Über die Zahl der Opfer gab es unterschiedliche Angaben. Der Anführer der russischen Besatzer in Donezk, Denis Puschilin, sprach von 47 Toten. Die Militärverwaltung der russischen Besatzungsbehörden gab die Zahl der Todesopfer mit 53 an.
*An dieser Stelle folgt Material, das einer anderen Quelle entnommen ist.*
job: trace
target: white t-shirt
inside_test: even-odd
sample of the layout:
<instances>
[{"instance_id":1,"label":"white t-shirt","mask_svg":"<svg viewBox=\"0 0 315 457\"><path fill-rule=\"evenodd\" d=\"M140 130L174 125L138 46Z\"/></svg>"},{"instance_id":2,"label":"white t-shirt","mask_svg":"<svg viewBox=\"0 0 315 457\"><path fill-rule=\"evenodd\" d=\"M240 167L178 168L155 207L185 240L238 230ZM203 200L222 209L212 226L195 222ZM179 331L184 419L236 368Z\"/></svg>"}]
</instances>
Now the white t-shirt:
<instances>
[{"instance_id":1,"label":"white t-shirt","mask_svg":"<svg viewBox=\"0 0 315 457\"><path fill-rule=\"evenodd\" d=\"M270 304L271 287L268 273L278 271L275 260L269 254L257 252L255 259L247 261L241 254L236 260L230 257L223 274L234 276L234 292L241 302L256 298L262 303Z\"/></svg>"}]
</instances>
Ukrainischer Geheimdienst veröffentlicht mutmaßliches Telefongespräch
Die Ukraine wies Russland die Verantwortung zu. Die russische Armee habe die Haftanstalt bombardiert, erklärte Kuleba. Das ukrainische Militär versicherte, sich an das humanitäre Völkerrecht zu halten. Es habe „niemals zivile Infrastruktur beschossen und wird dies auch nicht tun, insbesondere nicht Orte, an denen wahrscheinlich Kriegsgefangene festgehalten werden“, erklärte das Militär.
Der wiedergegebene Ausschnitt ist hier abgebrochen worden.